On Monday, Sheriff Randall Edwards received permission from commissioners to move 40 prisoners to Pottawatomie County. Edwards said the jail had 228 prisoners as of Monday. The capacity for the jail is 194.
The county spent $4.6 million to build the new dormitory-style jail which opened in late November. The extra jail space was necessary because the county constantly exceeded the capacity of the jail that was built in the 1980s. That jail had a capacity of 72 prisoners. State jail inspectors and state fire marshals were threatening to close the jail if the county did not address the situation.
Twice county voters rejected plans to build much larger jails. Both issues were tied to sales tax hikes. Commissioners then followed Edwards’ original suggestion which was to expand the existing jail. Funding came from savings in not sending inmates out of county, as well as the implementation of a county use tax that could be tapped if needed.
But Edwards said with the growth Canadian County is experiencing, the expansion was basically filled before it opened.
“In 2008, Canadian County had a population of 112,000. Today we’re at 130,000,” Edwards said.
The sheriff said 29 of the inmates being held here are bound for the state prison system. They were all convicted of crimes committed in Canadian County, but because state prisons are also filled to capacity, they are held in the county jail until state space opens up.
Edwards said the Department of Corrections has indicated six of the prisoners will be moved out of Canadian County by Thursday, but when the others will move is not yet known.
“The DOC gets them at their leisure and their convenience,” Edwards said.
Canadian County will pay Pottawatomie County $20 per day for each inmate housed there. Edwards projected the cost would add up to about $12,000 by the end of the month. The current fiscal year ends June 30. If the situation has not cleared up by then, a new agreement will have to be made because of the start of the new fiscal year, Edwards said.
The sheriff said commissioners need to act soon to begin Phase II of the jail expansion. He said Phase II would duplicate the most recent expansion, but would cost less because the kitchen and laundry built in Phase I will also serve Phase II.

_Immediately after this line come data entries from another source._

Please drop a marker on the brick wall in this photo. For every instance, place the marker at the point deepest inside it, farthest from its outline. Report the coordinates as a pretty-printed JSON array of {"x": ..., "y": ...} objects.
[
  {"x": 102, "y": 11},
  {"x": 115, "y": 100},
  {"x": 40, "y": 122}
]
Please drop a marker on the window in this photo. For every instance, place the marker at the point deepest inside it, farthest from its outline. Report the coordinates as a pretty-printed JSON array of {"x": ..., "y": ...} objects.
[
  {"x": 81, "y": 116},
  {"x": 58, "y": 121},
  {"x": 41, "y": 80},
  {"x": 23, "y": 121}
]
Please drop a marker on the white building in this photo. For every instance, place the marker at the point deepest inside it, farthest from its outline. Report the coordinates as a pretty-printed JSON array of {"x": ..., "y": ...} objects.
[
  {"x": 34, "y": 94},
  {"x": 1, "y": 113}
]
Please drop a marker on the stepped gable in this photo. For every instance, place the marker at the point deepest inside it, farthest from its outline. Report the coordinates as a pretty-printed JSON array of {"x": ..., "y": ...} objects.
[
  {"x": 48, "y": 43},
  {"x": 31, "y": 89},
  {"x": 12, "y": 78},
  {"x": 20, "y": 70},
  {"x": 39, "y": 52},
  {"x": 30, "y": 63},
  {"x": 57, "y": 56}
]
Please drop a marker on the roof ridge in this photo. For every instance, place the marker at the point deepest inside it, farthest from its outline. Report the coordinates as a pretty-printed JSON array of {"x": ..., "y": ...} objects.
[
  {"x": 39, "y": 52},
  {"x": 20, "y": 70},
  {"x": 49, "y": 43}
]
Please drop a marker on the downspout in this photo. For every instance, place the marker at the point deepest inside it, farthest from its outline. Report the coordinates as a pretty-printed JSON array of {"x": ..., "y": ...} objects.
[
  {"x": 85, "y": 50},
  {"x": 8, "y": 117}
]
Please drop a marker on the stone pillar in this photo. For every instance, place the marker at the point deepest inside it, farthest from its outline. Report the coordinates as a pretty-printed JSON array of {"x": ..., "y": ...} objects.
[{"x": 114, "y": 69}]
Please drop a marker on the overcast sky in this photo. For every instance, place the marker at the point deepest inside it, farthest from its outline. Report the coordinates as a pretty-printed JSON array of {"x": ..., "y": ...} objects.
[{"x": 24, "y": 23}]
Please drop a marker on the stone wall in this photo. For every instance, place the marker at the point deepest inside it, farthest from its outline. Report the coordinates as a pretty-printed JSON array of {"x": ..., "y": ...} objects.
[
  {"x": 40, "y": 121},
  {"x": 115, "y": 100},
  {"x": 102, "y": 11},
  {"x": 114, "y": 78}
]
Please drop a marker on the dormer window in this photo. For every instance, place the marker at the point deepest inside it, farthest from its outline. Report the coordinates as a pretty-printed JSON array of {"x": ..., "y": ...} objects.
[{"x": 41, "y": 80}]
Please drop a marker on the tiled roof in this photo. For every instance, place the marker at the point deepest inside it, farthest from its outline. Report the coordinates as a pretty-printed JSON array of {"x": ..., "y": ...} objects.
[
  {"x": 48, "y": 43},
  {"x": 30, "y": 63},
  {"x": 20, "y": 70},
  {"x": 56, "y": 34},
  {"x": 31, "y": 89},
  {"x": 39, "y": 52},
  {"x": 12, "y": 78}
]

Edwards said Phase II would probably cost in the neighborhood of $3.5 to $4 million. He said the plans are basically the same as Phase I. Edwards said the project would need to be bid and a funding method identified. He predicted it would take “a minimum of 18 months” and more like two years before “we could get into it.”
Edwards said while some are talking about the need for a new county fairgrounds, “the reality is we’ve got a jail that needs more beds.”
Phase II, Edwards said, would boost the number of beds to 314.
“I think if we had that number of beds we’d be in good shape for at least seven to eight years,” Edwards said. He said Oklahoma guidelines suggest four jail beds for every 1,000 people living in a county.
The jail census has consistently been “above the 200 mark” since the jail expansion was opened. Edwards said it spiked this week to 228.
“On May 11 we were 22 over,” he said. “We haven’t gone below 200,” he said.